Hybrid Search¶

Hybrid search combines dense vector search with sparse keyword-based search to improve retrieval quality in RAG systems. This feature is available in ai4rag when using Milvus as your vector store.

What is Hybrid Search?¶

Traditional RAG systems typically rely on either:

Dense Vector Search: Uses semantic embeddings to find documents similar in meaning to the query
Sparse/Keyword Search: Uses lexical matching (e.g., BM25) to find documents containing specific keywords

Hybrid search combines both approaches, leveraging the strengths of each:

Vector search excels at understanding semantic relationships and context
Keyword search excels at finding exact term matches and rare/specific terminology

The results from both methods are merged using a ranking strategy to produce a final ranked list of documents.

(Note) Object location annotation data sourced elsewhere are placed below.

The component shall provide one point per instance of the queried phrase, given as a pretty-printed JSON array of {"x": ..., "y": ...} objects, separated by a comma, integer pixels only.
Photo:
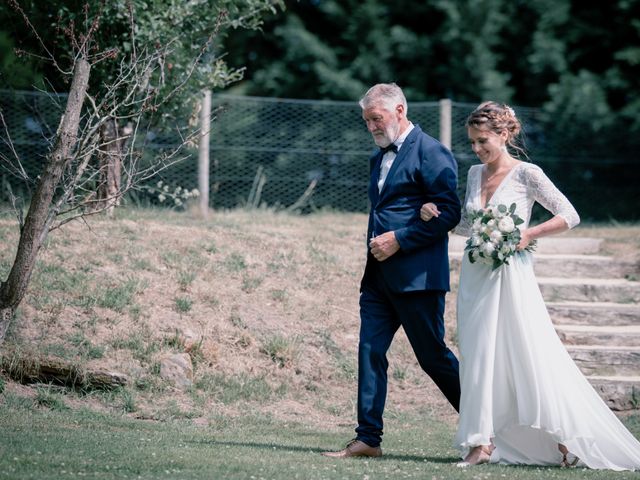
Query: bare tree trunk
[
  {"x": 110, "y": 167},
  {"x": 38, "y": 219}
]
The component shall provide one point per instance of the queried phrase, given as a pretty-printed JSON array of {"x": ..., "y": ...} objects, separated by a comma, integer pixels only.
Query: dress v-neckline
[{"x": 498, "y": 188}]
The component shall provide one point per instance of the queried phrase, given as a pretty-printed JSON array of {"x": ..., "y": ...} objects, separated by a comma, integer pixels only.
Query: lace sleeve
[
  {"x": 547, "y": 194},
  {"x": 464, "y": 227}
]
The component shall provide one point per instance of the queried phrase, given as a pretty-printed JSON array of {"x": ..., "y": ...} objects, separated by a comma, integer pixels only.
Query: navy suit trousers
[{"x": 382, "y": 312}]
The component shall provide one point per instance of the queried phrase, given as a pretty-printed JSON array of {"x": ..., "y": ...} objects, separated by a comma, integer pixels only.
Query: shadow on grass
[{"x": 295, "y": 448}]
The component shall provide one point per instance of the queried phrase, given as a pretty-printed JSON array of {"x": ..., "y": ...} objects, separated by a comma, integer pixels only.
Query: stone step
[
  {"x": 573, "y": 266},
  {"x": 547, "y": 245},
  {"x": 627, "y": 335},
  {"x": 555, "y": 289},
  {"x": 620, "y": 393},
  {"x": 594, "y": 313},
  {"x": 606, "y": 360}
]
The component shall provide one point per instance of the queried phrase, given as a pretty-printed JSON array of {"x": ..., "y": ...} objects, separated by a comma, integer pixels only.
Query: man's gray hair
[{"x": 385, "y": 95}]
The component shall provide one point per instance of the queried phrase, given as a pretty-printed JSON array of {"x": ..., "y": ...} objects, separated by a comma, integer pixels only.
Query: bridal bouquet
[{"x": 494, "y": 235}]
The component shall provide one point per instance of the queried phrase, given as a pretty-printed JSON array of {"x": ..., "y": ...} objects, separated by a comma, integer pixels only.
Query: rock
[{"x": 177, "y": 369}]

When to Use Hybrid Search¶

Consider enabling hybrid search when:

Keyword-specific queries: Your users search for specific terms, product names, or technical jargon that might be missed by pure semantic search
Domain-specific terminology: Your knowledge base contains specialized vocabulary where exact matches matter
Improved recall: You want to ensure important documents aren't missed by either approach alone
Balanced relevance: You need both semantic understanding and lexical precision

Example scenarios:

Legal document retrieval (specific statute numbers, case names)
Technical documentation (API names, error codes)
Product catalogs (SKUs, model numbers)
Medical information (drug names, procedure codes)

Prerequisites¶

Vector Store Requirement

Hybrid search is only supported with ls_milvus (Milvus via Llama Stack). It is NOT available with ChromaDB.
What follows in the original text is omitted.